A team of Korean scientists opened up the possibility of developing a new anti-cancer treatment method by first discovering core genes that regulate “cancerous blood vessels” that cancer cells make for their growth.

The Ministry of Science, ICT and Future Planning announced on December 25 that the team led by Kwon Young-keun, a professor at Yonsei University found out that “CLEC14A” Gene is a key gene controlling 'vascular endothelial growth factor receptor' promoting the creation of cancerous blood vessels.

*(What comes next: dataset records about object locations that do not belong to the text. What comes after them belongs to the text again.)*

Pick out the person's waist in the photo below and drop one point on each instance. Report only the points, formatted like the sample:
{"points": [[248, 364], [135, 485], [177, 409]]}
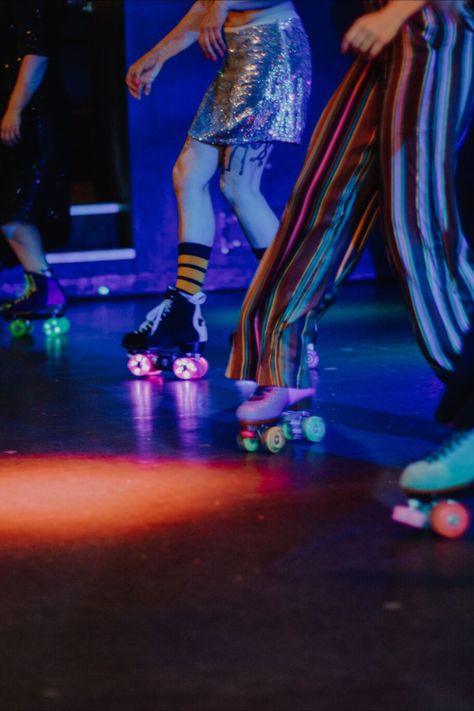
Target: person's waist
{"points": [[282, 12]]}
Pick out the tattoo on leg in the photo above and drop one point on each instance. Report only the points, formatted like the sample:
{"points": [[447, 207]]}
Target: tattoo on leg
{"points": [[260, 158]]}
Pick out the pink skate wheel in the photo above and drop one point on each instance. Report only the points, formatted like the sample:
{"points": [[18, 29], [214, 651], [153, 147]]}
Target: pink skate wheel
{"points": [[203, 366], [186, 368], [141, 364], [450, 519]]}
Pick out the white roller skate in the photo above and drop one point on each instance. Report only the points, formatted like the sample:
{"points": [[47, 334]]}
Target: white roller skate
{"points": [[268, 419], [434, 484], [172, 337]]}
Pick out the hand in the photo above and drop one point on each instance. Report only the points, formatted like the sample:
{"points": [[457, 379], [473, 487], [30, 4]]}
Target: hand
{"points": [[370, 33], [10, 127], [142, 74], [211, 39]]}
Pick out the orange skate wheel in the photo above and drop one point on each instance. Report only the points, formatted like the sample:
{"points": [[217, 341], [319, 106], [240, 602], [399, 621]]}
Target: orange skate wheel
{"points": [[450, 519]]}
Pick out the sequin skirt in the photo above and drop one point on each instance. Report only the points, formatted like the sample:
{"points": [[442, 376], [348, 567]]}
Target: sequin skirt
{"points": [[261, 93]]}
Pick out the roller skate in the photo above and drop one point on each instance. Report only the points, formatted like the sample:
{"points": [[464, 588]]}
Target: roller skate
{"points": [[42, 300], [435, 485], [172, 337], [268, 419]]}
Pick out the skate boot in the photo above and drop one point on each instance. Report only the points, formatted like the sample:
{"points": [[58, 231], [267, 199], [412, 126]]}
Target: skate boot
{"points": [[42, 300], [268, 419], [172, 337], [430, 484]]}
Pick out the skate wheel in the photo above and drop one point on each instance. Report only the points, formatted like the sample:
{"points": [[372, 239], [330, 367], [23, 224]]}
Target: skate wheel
{"points": [[288, 431], [19, 328], [273, 439], [248, 444], [141, 364], [314, 428], [189, 368], [312, 357], [203, 367], [56, 326], [450, 519]]}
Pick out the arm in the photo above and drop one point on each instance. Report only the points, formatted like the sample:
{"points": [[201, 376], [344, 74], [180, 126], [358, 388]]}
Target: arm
{"points": [[211, 39], [144, 71], [370, 33], [31, 74]]}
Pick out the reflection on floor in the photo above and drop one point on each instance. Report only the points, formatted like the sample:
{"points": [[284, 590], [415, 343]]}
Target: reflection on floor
{"points": [[146, 563]]}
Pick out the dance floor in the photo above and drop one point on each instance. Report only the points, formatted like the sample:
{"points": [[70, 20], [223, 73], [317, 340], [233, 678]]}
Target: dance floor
{"points": [[148, 564]]}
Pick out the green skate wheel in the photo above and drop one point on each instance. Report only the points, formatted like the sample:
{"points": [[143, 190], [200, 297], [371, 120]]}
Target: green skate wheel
{"points": [[19, 328], [273, 439], [314, 428], [56, 326], [248, 444]]}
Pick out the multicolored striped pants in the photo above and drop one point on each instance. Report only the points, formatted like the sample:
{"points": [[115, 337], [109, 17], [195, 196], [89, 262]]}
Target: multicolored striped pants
{"points": [[386, 142]]}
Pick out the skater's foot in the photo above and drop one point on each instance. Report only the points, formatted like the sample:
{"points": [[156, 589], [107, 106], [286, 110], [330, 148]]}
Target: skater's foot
{"points": [[268, 402], [449, 467], [176, 322], [42, 298]]}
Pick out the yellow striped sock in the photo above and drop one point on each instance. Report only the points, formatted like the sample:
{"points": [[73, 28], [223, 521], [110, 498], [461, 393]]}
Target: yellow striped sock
{"points": [[191, 273]]}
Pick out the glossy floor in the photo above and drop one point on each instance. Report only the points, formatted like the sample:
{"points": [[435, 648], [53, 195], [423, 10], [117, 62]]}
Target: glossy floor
{"points": [[146, 563]]}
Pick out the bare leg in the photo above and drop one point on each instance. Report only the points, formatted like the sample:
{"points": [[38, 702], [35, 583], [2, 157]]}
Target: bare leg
{"points": [[25, 240], [241, 177], [196, 165]]}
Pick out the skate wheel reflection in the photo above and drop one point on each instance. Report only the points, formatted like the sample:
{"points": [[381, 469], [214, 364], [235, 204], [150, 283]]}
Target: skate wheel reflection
{"points": [[141, 364], [188, 368], [19, 328], [248, 444], [449, 519], [56, 326], [273, 439], [314, 428]]}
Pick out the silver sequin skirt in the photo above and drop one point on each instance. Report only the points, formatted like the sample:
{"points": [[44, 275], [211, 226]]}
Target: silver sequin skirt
{"points": [[262, 91]]}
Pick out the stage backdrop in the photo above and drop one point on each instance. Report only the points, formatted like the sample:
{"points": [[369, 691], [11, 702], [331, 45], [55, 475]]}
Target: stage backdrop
{"points": [[158, 127]]}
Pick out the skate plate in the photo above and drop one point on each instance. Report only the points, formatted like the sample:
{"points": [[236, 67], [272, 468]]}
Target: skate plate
{"points": [[444, 515], [185, 366], [273, 435]]}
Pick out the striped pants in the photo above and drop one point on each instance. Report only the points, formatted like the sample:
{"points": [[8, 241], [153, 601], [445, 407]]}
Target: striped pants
{"points": [[386, 142]]}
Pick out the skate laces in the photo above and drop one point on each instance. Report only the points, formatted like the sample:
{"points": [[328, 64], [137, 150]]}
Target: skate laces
{"points": [[449, 446], [154, 317], [30, 288], [196, 299]]}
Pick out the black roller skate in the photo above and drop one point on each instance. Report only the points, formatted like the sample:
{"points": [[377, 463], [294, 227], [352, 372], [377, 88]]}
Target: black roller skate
{"points": [[42, 300], [273, 415], [436, 486], [172, 337]]}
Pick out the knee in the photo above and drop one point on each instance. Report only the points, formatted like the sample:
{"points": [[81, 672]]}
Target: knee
{"points": [[234, 189], [182, 175]]}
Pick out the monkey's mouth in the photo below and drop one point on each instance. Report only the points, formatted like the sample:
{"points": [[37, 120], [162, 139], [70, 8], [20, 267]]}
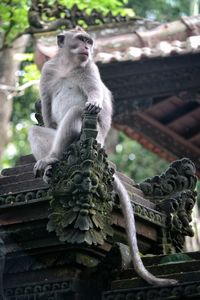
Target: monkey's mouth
{"points": [[84, 53]]}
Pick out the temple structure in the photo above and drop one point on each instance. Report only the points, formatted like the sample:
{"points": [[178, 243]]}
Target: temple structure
{"points": [[67, 240]]}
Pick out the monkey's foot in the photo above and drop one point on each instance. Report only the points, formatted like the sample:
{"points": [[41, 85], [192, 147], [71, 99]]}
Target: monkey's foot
{"points": [[43, 166], [93, 108], [47, 174]]}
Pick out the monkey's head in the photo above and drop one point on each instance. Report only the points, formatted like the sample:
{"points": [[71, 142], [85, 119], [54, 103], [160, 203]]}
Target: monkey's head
{"points": [[77, 44]]}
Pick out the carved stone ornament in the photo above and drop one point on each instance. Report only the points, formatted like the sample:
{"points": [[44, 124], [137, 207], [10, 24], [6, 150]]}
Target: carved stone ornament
{"points": [[178, 210], [80, 209], [46, 16], [179, 176], [173, 192]]}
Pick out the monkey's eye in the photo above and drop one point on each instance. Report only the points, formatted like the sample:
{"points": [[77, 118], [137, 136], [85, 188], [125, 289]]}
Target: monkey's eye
{"points": [[89, 41], [81, 38]]}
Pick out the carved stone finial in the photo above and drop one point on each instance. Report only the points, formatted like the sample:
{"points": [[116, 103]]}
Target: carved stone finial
{"points": [[173, 192], [179, 176], [80, 210]]}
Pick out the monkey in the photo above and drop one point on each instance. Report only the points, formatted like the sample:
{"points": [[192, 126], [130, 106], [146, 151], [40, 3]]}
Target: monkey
{"points": [[71, 83]]}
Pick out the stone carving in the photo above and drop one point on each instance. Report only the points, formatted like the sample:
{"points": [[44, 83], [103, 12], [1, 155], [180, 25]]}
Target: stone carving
{"points": [[80, 209], [178, 211], [179, 176], [173, 192], [60, 15]]}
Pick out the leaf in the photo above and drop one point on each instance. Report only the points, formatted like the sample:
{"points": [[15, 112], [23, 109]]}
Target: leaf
{"points": [[83, 222], [69, 218]]}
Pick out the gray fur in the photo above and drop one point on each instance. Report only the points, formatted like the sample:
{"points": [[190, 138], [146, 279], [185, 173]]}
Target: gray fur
{"points": [[70, 83]]}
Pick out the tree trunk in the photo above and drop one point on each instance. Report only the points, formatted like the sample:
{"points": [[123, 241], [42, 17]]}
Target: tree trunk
{"points": [[8, 67]]}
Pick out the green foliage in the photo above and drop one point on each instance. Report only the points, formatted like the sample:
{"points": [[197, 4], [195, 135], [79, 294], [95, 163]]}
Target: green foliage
{"points": [[161, 10], [13, 18], [116, 6], [135, 161], [22, 118]]}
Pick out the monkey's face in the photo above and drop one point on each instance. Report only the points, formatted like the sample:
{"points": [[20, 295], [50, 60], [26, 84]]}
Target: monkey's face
{"points": [[78, 44]]}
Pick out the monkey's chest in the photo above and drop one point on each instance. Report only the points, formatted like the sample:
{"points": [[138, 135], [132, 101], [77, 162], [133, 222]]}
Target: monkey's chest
{"points": [[64, 98]]}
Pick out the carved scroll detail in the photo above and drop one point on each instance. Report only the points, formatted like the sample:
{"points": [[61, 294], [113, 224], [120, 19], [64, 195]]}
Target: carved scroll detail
{"points": [[179, 176], [178, 210]]}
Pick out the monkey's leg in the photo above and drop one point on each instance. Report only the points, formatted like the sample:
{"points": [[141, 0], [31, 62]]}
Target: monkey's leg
{"points": [[41, 140], [68, 130]]}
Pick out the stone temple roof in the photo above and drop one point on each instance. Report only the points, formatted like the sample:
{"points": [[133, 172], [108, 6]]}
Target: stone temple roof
{"points": [[130, 42]]}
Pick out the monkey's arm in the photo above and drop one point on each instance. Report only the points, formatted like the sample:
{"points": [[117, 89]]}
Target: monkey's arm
{"points": [[46, 96], [92, 86]]}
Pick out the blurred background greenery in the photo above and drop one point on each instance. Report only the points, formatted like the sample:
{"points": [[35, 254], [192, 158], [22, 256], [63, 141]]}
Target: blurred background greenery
{"points": [[129, 156]]}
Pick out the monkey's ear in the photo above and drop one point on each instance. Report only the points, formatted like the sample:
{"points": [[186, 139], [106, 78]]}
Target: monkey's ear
{"points": [[60, 40], [79, 28]]}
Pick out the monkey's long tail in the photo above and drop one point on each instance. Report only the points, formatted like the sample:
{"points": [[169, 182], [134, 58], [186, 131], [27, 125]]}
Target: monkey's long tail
{"points": [[131, 233]]}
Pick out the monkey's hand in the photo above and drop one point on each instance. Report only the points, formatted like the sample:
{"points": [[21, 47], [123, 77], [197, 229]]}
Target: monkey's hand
{"points": [[42, 167], [93, 107]]}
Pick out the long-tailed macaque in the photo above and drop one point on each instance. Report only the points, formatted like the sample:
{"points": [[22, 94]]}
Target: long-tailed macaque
{"points": [[71, 83]]}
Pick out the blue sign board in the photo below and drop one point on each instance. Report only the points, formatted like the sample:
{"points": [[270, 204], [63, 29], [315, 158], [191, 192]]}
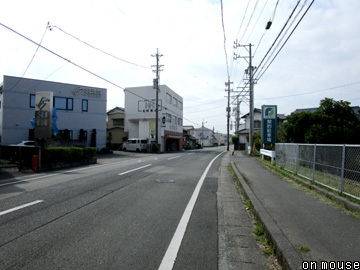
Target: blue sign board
{"points": [[269, 124]]}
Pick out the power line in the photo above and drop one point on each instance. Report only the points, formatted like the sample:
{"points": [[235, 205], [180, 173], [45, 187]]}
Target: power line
{"points": [[247, 26], [95, 48], [287, 39], [222, 21], [277, 36], [50, 51], [312, 92], [32, 58]]}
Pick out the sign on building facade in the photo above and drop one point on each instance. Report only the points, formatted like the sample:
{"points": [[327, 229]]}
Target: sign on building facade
{"points": [[43, 114], [269, 124]]}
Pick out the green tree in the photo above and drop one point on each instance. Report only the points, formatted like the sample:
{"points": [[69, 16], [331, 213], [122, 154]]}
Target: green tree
{"points": [[334, 122]]}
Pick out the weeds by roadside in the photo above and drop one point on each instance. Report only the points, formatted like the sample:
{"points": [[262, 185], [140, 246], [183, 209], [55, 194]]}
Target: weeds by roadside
{"points": [[312, 192], [265, 245]]}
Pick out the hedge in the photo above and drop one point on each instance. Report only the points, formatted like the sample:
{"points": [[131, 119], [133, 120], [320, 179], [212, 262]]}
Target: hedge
{"points": [[67, 154]]}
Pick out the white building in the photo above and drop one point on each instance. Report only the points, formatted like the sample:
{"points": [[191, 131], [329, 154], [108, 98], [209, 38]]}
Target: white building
{"points": [[140, 116], [78, 107]]}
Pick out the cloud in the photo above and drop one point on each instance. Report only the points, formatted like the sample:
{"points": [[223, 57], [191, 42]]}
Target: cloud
{"points": [[322, 52]]}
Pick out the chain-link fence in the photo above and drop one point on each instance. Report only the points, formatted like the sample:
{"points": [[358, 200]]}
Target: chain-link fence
{"points": [[334, 166]]}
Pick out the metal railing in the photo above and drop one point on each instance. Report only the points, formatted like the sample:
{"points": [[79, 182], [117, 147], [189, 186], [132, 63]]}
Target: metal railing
{"points": [[334, 166]]}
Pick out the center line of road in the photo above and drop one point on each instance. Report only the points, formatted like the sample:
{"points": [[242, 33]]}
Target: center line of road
{"points": [[20, 207], [135, 169], [173, 249], [174, 157]]}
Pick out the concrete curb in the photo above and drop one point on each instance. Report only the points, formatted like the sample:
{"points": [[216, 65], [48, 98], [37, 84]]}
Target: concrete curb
{"points": [[286, 254]]}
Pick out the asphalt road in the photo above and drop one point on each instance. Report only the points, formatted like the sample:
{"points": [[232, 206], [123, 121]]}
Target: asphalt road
{"points": [[118, 214]]}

Cancer cells make blood vessels around themselves to receive nutrients. However, cancerous blood vessels are more unstable in structures and functions than normal blood vessels so that blood or oxygen flows are not smooth in cancerous blood vessels. This fact hampers cancer drugs’ travel to cancer cells. Therefore, studies on increasing anti-cancer effects by controlling cancer blood vessels are being actively conducted all over the world.

The researchers found the key genes that determine the structure of cancerous blood vessels and proved them through animal experiments.

They injected cancer cells into mice bereft of CLEC14A Gene, triggering the excessive bleeding of abnormal blood vessels compared with normal mice, resulting in significantly lower survival rates. These results were consistent with recent research results that lower levels of CLEC14A Gene expression were associated with lower survival rates of patients with non-small-cell lung cancer or kidney cancer, they explained.

The results of this study were published in the Journal of Clinical Studies, an international academic journal.